Our Review of the Canadian Film Fest 2022 Shorts

Posted in Festival Coverage, What's Streaming? by - March 26, 2022
Our Review of the Canadian Film Fest 2022 Shorts

The Canadian Film Fest is back, and they come bearing short films that depict the uniqueness of the Canadian experience. There’s a good mix of French and English content here, and I feel like some of these are going to scar me for life. Let’s begin.

The first is Woodpecker, where Fanny Beauregard (Valerie Blais) gives some bad advice to the people working at a lumberyard in French speaking Canada. She tells one of the men to forget about his girlfriend by going to a strip club, which is not the best advice to give to anyone while her adult son is around. That son is Emile (Will Murphy), the inadvertent workplace screw-up. Lot of interesting dynamics at play here that lead to a blow up that’s both predictable yet satisfying. Kevin T. Landry directs the short that the festival programs with The Noise of Engines, also in French.

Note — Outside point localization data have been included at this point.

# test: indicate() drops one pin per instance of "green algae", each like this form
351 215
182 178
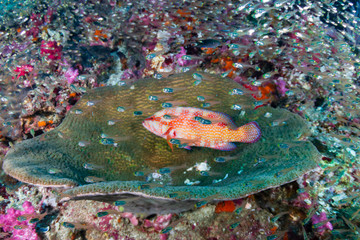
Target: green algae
280 156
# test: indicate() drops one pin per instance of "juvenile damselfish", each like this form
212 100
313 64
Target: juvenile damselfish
188 126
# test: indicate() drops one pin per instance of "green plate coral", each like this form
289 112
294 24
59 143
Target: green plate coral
101 150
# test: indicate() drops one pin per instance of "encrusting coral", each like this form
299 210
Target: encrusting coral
102 151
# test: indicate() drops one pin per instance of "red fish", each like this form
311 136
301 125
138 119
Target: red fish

Matthias Graham’s Bleach is next, Graham using his 15 minute running time to depict two real times and one imaginary one. The first shows a teenager, Damien (Jacob Whiteduck-Lavoie), bonding with his little brother who wants to follow his footsteps. The second timeline is a his tense swim meet, and the third is what he’s enduring psychologically. The third one doesn’t seem necessary, but the first explores sibling dynamics. It shows what it’s like for two brothers to communicate everything without saying a word, finding out what’s wrong without needing to actually know. Bleach is part of CFF’s first shorts program which also includes Defund, a short that I didn’t like.

Simplicity is key to a great short and Paula Ner Dormiendo’s On The Fence has that quality in spades. It shows projections of home movies in the background and in front of that projection are shadows of young adults that those children have turned into. This juxtaposition of images are equally haunting because these young adults are 1.5 generation immigrants. And these immigrants, like myself, have specific yet complex feelings about their identities. The best of the festival’s shorts, especially when it reveals the relationship between crew and subjects. The festival programs this with The Long Rider, a feature film about repatriations.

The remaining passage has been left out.